呼吸声越来越重。
不是错觉。
脚下的地。
在震。
“跑!”
老赵先喊出来。
我拽住林姐胳膊。
往前冲。
地面裂开了。
一条缝。
从身后追来。
像刀切豆腐。
咔嚓——
裂缝里冒出一股热气。
腥臭。
像烂肉腐烂了三百年。
“妈的!”
我骂了一声。
回头看了一眼。
裂缝里伸出一只手。
不对。
不是人手。
是爪子。
黑乎乎的。
指甲有半米长。
指甲上还挂着泥。
那爪子扒住裂缝边缘。
用力一撑。
一个脑袋露出来。
那脑袋比脸盆还大。
没有眼睛。
只有一张嘴。
嘴裂到耳根。
牙齿像锯齿。
一根根往外翻。
它张嘴。
吼了一声。
声音不大。
但震得我耳朵嗡嗡响。
林姐拔出刀。
“什么鬼东西!”
“禁区里的。”
老赵声音发抖。
“禁区里的怪物。”
“怎么会跑到这儿来!”
我脑子里只有一个念头。
跑。
打不过。
这东西比丧尸强太多了。
比变异兽也强。
光是那个气势。
就压得我腿软。
我拉着林姐继续跑。
老赵跟在后面。
那东西爬出来了。
整个身子从裂缝里挤出来。
有四条腿。
像狗。
但比牛还大。
它没眼睛。
但脑袋一直朝我们这边转。
它能闻到我们。
“分开跑!”
我喊。
“目标太大!”
林姐犹豫了一下。
“你往左。”
“我往右。

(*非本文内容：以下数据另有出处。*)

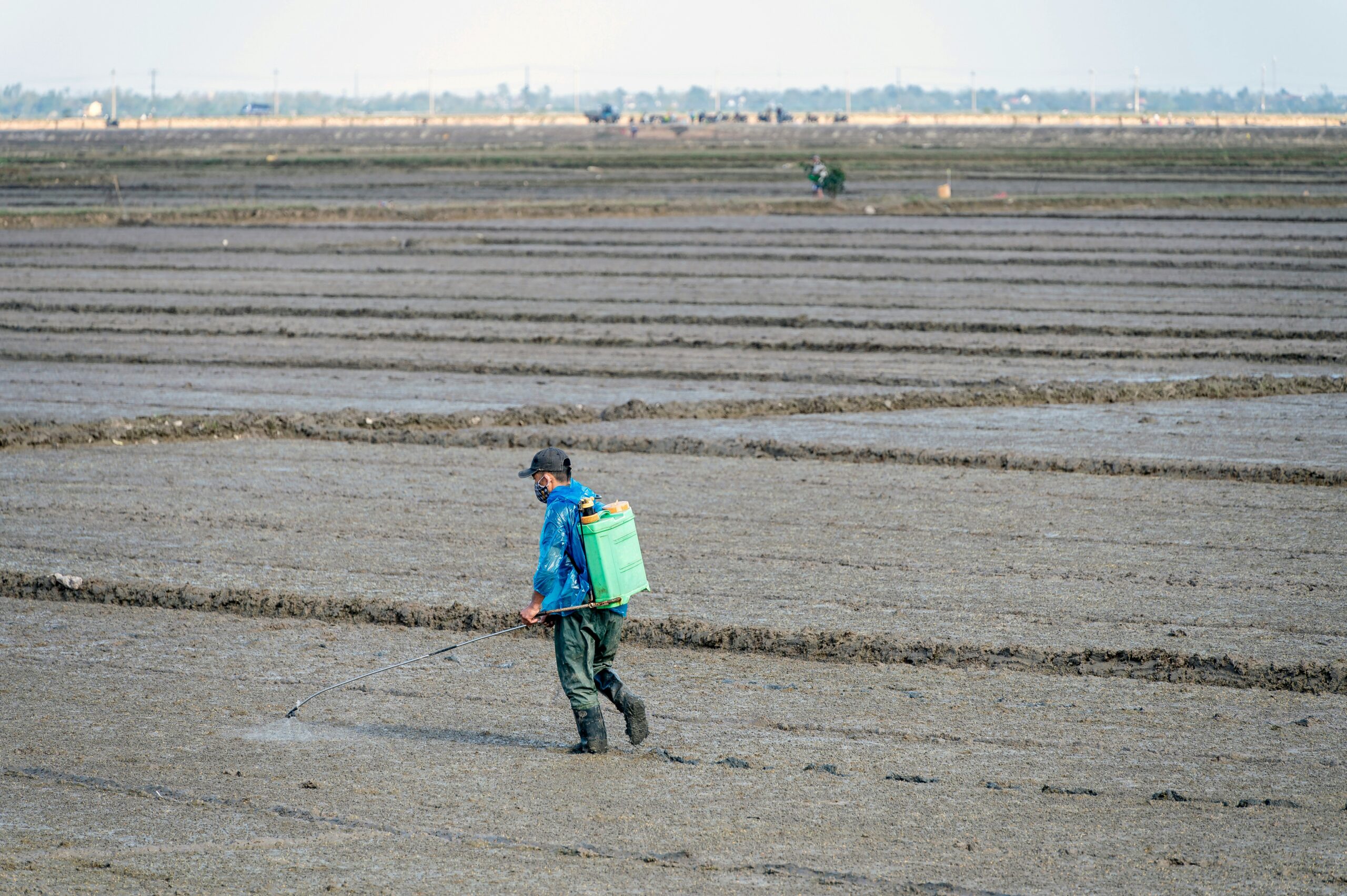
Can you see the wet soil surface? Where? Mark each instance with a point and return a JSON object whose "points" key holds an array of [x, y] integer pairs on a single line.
{"points": [[954, 557], [1304, 430], [989, 556], [164, 733]]}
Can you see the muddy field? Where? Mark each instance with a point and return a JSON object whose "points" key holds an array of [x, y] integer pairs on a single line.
{"points": [[992, 553]]}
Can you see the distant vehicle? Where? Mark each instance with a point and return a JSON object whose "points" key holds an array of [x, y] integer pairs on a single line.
{"points": [[608, 115]]}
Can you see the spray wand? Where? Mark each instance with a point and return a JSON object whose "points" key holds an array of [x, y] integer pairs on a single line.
{"points": [[445, 650]]}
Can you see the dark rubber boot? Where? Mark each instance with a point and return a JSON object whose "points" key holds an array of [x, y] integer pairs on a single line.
{"points": [[589, 722], [632, 707]]}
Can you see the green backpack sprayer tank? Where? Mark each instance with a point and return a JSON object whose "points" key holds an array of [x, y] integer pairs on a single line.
{"points": [[612, 551]]}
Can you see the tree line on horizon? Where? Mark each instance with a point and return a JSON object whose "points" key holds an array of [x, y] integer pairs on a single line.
{"points": [[18, 102]]}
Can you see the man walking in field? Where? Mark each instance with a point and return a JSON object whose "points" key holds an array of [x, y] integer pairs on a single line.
{"points": [[585, 640]]}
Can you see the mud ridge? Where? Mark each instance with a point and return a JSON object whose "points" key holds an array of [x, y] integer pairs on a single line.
{"points": [[725, 301], [682, 320], [1145, 208], [691, 343], [352, 425], [674, 632], [1278, 475], [685, 275], [582, 251], [811, 239]]}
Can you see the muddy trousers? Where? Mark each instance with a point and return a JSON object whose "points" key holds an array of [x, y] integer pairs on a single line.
{"points": [[586, 645]]}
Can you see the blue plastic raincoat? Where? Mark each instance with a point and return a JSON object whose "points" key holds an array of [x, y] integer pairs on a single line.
{"points": [[562, 577]]}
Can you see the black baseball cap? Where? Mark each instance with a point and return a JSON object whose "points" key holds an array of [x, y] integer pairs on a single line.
{"points": [[549, 461]]}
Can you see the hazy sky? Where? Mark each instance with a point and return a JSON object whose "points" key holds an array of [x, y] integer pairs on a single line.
{"points": [[768, 44]]}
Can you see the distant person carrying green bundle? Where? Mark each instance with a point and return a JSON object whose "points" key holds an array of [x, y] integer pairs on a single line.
{"points": [[585, 639], [828, 183]]}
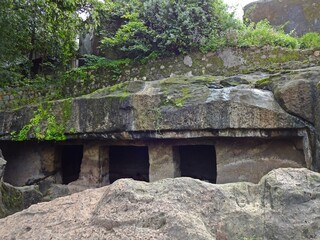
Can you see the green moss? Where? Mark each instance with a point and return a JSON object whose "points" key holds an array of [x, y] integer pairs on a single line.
{"points": [[263, 83], [43, 126]]}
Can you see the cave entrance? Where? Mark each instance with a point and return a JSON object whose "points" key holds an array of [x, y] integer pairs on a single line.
{"points": [[128, 162], [198, 161], [71, 159]]}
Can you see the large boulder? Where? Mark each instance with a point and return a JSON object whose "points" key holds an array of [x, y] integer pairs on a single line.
{"points": [[298, 16], [284, 205], [14, 199]]}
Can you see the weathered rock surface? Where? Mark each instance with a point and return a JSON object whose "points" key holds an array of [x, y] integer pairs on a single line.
{"points": [[173, 104], [298, 16], [2, 166], [284, 205], [14, 199]]}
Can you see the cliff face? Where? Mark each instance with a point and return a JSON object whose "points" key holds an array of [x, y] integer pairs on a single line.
{"points": [[298, 16], [176, 120]]}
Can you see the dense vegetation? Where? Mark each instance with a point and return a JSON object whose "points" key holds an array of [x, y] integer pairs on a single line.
{"points": [[38, 37]]}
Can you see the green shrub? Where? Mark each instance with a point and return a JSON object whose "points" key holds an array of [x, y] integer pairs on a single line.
{"points": [[163, 26], [310, 40]]}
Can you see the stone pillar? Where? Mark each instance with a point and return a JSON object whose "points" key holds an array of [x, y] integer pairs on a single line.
{"points": [[90, 173], [162, 162], [104, 167], [2, 166]]}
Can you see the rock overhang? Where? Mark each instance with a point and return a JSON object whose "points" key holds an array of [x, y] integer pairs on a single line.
{"points": [[174, 104]]}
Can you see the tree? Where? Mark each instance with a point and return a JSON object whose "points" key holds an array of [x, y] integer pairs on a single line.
{"points": [[137, 28], [44, 29]]}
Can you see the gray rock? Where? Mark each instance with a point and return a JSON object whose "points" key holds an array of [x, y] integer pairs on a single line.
{"points": [[2, 166], [284, 205], [14, 199]]}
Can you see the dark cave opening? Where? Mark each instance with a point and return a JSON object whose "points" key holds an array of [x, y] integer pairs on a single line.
{"points": [[71, 159], [128, 162], [198, 161]]}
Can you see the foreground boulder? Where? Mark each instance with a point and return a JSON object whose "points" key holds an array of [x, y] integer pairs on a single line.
{"points": [[284, 205]]}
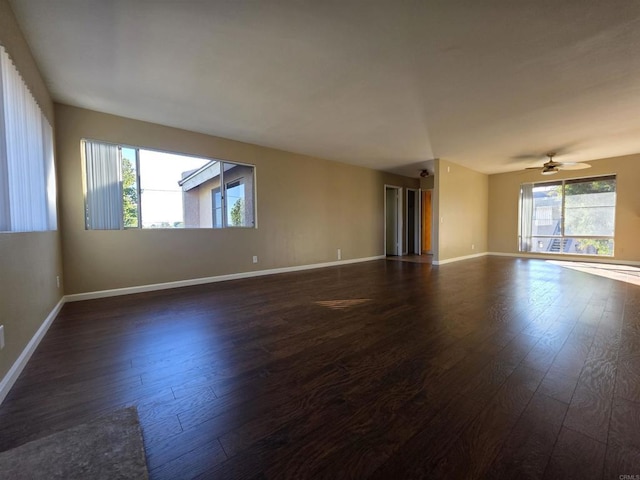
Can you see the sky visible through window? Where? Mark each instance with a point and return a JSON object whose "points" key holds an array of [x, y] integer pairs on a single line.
{"points": [[161, 196]]}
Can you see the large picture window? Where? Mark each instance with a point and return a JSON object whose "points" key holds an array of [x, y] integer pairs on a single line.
{"points": [[569, 216], [130, 187]]}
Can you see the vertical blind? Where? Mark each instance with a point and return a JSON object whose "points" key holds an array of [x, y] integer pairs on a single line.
{"points": [[104, 186], [27, 172]]}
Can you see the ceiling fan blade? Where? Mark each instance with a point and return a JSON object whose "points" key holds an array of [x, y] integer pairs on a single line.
{"points": [[572, 166]]}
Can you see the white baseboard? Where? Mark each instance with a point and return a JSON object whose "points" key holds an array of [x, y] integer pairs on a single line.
{"points": [[568, 258], [458, 259], [199, 281], [14, 372]]}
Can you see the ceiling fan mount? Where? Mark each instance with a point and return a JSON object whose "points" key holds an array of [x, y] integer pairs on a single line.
{"points": [[551, 167]]}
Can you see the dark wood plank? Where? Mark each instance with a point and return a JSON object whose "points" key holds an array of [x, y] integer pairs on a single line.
{"points": [[488, 368], [576, 456]]}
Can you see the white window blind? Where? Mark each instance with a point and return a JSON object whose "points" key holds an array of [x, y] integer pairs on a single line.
{"points": [[104, 186], [27, 172]]}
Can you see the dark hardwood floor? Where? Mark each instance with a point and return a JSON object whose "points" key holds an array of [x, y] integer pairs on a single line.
{"points": [[487, 368]]}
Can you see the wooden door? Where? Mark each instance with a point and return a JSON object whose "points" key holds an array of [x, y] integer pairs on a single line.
{"points": [[426, 221]]}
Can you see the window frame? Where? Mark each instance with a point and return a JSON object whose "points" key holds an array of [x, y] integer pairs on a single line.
{"points": [[562, 235], [222, 185]]}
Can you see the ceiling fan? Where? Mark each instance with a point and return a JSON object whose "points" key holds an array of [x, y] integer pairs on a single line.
{"points": [[552, 167]]}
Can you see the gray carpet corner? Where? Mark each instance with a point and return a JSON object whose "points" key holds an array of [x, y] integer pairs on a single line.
{"points": [[111, 447]]}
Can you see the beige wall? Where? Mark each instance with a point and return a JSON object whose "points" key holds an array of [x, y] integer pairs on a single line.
{"points": [[306, 209], [29, 262], [504, 195], [460, 211]]}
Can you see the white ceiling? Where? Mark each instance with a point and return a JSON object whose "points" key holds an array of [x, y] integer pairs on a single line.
{"points": [[387, 84]]}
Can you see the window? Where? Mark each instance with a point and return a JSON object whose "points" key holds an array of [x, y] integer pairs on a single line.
{"points": [[130, 187], [571, 216], [27, 172]]}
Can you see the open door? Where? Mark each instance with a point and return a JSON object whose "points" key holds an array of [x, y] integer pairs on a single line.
{"points": [[426, 221], [392, 220]]}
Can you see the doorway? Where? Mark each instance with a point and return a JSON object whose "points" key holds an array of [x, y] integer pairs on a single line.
{"points": [[427, 226], [413, 222], [392, 220]]}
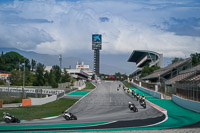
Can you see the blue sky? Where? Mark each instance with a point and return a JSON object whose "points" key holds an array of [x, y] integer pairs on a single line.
{"points": [[171, 27]]}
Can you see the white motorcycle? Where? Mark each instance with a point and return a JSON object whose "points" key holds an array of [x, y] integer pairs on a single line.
{"points": [[69, 116], [8, 118]]}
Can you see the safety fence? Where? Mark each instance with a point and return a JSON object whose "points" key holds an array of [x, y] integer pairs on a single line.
{"points": [[146, 90], [151, 86], [28, 92], [188, 90], [188, 104]]}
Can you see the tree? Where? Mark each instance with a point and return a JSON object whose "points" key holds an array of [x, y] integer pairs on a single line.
{"points": [[33, 64], [39, 75], [65, 76], [195, 59], [16, 77], [176, 60]]}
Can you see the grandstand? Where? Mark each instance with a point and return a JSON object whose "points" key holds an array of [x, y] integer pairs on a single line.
{"points": [[143, 58], [169, 72]]}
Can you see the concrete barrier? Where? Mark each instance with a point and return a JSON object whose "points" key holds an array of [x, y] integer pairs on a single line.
{"points": [[26, 102], [40, 101], [186, 103], [1, 103], [150, 92]]}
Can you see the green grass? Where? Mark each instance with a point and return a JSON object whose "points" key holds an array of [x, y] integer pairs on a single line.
{"points": [[78, 93], [89, 86], [128, 85], [34, 112], [12, 100]]}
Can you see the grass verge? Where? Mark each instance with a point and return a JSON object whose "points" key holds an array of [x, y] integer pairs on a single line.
{"points": [[89, 86], [128, 85], [41, 111]]}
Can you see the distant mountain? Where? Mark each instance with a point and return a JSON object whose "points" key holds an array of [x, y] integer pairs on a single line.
{"points": [[109, 64]]}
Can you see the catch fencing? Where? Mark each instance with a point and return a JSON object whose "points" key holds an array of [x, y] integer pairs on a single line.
{"points": [[188, 90]]}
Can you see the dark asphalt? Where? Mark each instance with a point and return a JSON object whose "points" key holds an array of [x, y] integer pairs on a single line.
{"points": [[103, 104]]}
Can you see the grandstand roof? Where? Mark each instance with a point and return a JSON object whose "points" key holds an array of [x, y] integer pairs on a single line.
{"points": [[179, 77], [138, 54], [167, 69]]}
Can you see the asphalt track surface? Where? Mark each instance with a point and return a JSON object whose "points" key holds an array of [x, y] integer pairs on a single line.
{"points": [[105, 106]]}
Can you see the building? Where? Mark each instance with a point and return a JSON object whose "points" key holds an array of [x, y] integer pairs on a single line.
{"points": [[143, 58], [169, 72], [81, 72], [96, 46]]}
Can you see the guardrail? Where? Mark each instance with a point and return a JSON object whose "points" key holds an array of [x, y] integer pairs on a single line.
{"points": [[188, 104]]}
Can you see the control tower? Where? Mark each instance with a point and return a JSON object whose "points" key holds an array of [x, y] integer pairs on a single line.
{"points": [[96, 46]]}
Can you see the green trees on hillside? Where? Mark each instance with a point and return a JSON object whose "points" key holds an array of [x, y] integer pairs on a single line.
{"points": [[195, 59], [13, 63], [10, 61]]}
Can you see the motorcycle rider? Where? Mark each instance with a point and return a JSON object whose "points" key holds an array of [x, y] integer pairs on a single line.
{"points": [[130, 105], [7, 114], [138, 96]]}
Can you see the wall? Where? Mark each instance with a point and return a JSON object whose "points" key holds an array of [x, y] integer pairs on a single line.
{"points": [[40, 101], [188, 104], [150, 92]]}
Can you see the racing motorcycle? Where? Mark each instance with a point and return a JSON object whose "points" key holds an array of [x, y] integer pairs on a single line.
{"points": [[133, 108], [138, 96], [8, 118], [69, 116], [142, 103]]}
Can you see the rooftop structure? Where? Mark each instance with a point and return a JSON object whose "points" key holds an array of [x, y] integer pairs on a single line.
{"points": [[170, 71], [144, 57]]}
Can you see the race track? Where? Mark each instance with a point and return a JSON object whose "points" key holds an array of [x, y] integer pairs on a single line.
{"points": [[103, 108]]}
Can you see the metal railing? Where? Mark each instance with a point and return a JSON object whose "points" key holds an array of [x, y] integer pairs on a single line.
{"points": [[189, 90]]}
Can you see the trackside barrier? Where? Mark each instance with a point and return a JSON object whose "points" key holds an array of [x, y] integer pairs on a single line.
{"points": [[26, 102], [186, 103], [157, 107], [150, 92], [1, 103], [40, 101]]}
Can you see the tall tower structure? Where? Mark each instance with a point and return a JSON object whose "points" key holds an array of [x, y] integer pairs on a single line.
{"points": [[96, 46], [60, 60]]}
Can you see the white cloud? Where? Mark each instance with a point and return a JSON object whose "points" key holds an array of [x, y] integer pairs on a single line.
{"points": [[130, 25]]}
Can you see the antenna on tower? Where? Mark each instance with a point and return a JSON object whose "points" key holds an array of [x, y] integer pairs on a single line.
{"points": [[60, 60]]}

”
“老赵你直走!”
老赵点头。
三人分开。
那东西愣了一下。
然后朝我追来。
操。
为什么是我。
我拼命跑。
炼体诀在体内疯狂运转。
速度比平时快不少。
但那东西更快。
爪子拍地。
咚咚咚。
像打鼓。
越来越近。
我回头。
它离我不到十米。
嘴张开了。
口水往下滴。
一滴落在地上。
嗤——
冒烟了。
腐蚀性的。
我真服了。
这东西连口水都能杀人。
跑不掉了。
我咬咬牙。
转身。
握紧拳头。
既然跑不掉。
那就打。
炼体诀催到极致。
全身肌肉绷紧。
那东西扑过来。
爪子朝我脑袋拍下来。
我侧身躲开。
一拳砸在它腿上。
砰。
像砸在铁板上。
手骨差点裂了。
它没反应。
只是扭过头。
嘴朝我咬过来。
我往后跳。
晚了。
牙齿擦过我的肩膀。
衣服撕烂了。
皮肉也撕开一道口子。
血喷出来。
疼得我龇牙。
那东西尝到血味。
更兴奋了。
又扑过来。
我躲不开了。
就在这时。
砰——
枪声。
那东西脑袋一歪。
被打中了。
但它没倒。
只是晃了晃。
又站直。
林姐从右边冲过来。
手里举着一把枪。
是之前那个中年男人的枪。
她对着那东西又开了一枪。
砰。
还是打中脑袋。
那东西怒了。
转头朝林姐冲去。
“快跑!”
我喊。
林姐转身就跑。
那东西追她。
我喘着气。
伤口火辣辣地疼。
但炼体诀在修复。
老赵从远处喊。
“往禁区跑!”
“它不敢进禁区!”
我愣了一下。
禁区。
对。
禁区有塔。
塔里锁着怪物。
这东西可能真不敢进去。
“林姐!”
我喊。
“往禁区跑!”
林姐听见了。
拐了个弯。
朝禁区方向冲。
那东西跟在后面。
我也追上去。
三人一兽。
往禁区狂奔。
跑了两分钟。
看到禁区入口了。
那个守门的年轻人还在。
他看到我们。
脸色变了。
“别进来!”
他喊。
“禁区不能进!”
我不管。
冲进去再说。
林姐先冲过入口。
我也跟着冲。
老赵最后一个。
那东西追到入口。
突然停下了。
它站在入口外。
脑袋左右晃。
不敢进来。
真的不敢进来。
我松了一口气。
但马上。
那东西张嘴。
朝禁区里吼了一声。
声音很大。
传得很远。
然后。
禁区深处。
传来一声回应。
也是吼声。
但更沉。
更响。
像是什么东西醒了。
守门年轻人脸色煞白。
“完了。”
他说。
“塔里的东西。”
“被吵醒了。”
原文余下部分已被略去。